Il suffit de regarder ce million de bitcoins figé depuis quinze ans pour ressentir un drôle de vertige. Ce trésor immobile, posé quelque part entre les premiers blocs et la légende, finit par attirer des regards qu’on n’imaginait pas en 2009. On ne va pas se mentir, si un sujet réveille les cryptographes aujourd’hui, c’est bien la fragilité potentielle de ces vieilles adresses laissées à découvert.
Satoshi n’a pas seulement disparu. Il a aussi laissé des clés publiques visibles. Pour l’instant, tout dort. Mais avec l’arrivée du quantique, la vulnérabilité n’a plus rien d’abstrait.
Pendant longtemps, le quantique relevait presque de la science-fiction. Puis les prototypes ont pris de l’ampleur, les roadmaps se sont raccourcies, et plusieurs chercheurs ont commencé à qualifier les anciennes adresses Bitcoin de futur terrain de chasse. Satoshi a utilisé ce qui existait en 2009. Seulement, le monde n’est plus du tout le même.
Les premières adresses de Bitcoin sont à nu
Le cœur du problème est simple. Les adresses modernes masquent la clé publique tant qu’on ne dépense pas les fonds. Les premières adresses P2PK, elles, exposaient directement la clé au réseau. À l’époque, cela ne posait aucune menace. Personne n’imaginait que des machines pourraient un jour lire ces clés comme des plans d’attaque.
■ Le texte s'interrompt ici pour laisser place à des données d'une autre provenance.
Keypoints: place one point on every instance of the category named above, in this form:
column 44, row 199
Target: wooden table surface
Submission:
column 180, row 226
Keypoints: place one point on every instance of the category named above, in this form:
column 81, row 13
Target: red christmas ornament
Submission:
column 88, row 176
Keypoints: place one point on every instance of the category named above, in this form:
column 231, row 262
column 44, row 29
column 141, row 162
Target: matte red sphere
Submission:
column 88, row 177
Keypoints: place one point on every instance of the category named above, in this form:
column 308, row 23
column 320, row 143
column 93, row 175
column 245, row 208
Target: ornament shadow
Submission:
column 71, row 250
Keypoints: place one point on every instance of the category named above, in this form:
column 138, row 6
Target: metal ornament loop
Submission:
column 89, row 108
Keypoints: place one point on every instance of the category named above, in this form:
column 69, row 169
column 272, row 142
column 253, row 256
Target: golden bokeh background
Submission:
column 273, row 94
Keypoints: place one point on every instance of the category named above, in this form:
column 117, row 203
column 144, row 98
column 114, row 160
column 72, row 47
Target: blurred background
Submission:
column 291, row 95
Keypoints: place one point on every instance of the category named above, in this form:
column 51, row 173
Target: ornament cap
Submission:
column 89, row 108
Un ordinateur classique ne peut toujours rien en faire. L’ECDSA tient bon, et aucune brute force ne peut s’en approcher. Mais un ordinateur quantique, lui, ne brute-force pas. Il calcule. Une clé publique exposée devient alors un point d’entrée, une pièce du puzzle déjà posée. Et Satoshi en a laissé des centaines.
Shor transforme une menace lointaine en calcul réalisable
Lorsque l’on regarde Shor, le débat s’éclaire instantanément. Cet algorithme est conçu pour casser exactement le type de maths qui protège Bitcoin. Il exploite la structure interne de la courbe elliptique et inverse le processus qui transforme une clé privée en clé publique. Ce que les machines classiques ne savent pas faire.
Pour casser ECDSA, il faudrait environ 2300 qubits logiques. Pour obtenir ce nombre, il faut assembler des centaines de milliers de qubits physiques dans un système corrigé d’erreurs. Ce qui mène aux fameuses machines millionnaires en qubits. Et le plus surprenant, c’est que ce n’est plus un horizon lointain. Quantinuum, Rigetti, IBM ou Google dévoilent des progrès constants. Certains laboratoires annoncent déjà des architectures dépassant le millier de qubits physiques. Et comme toujours, la vraie course, celle des États, reste invisible.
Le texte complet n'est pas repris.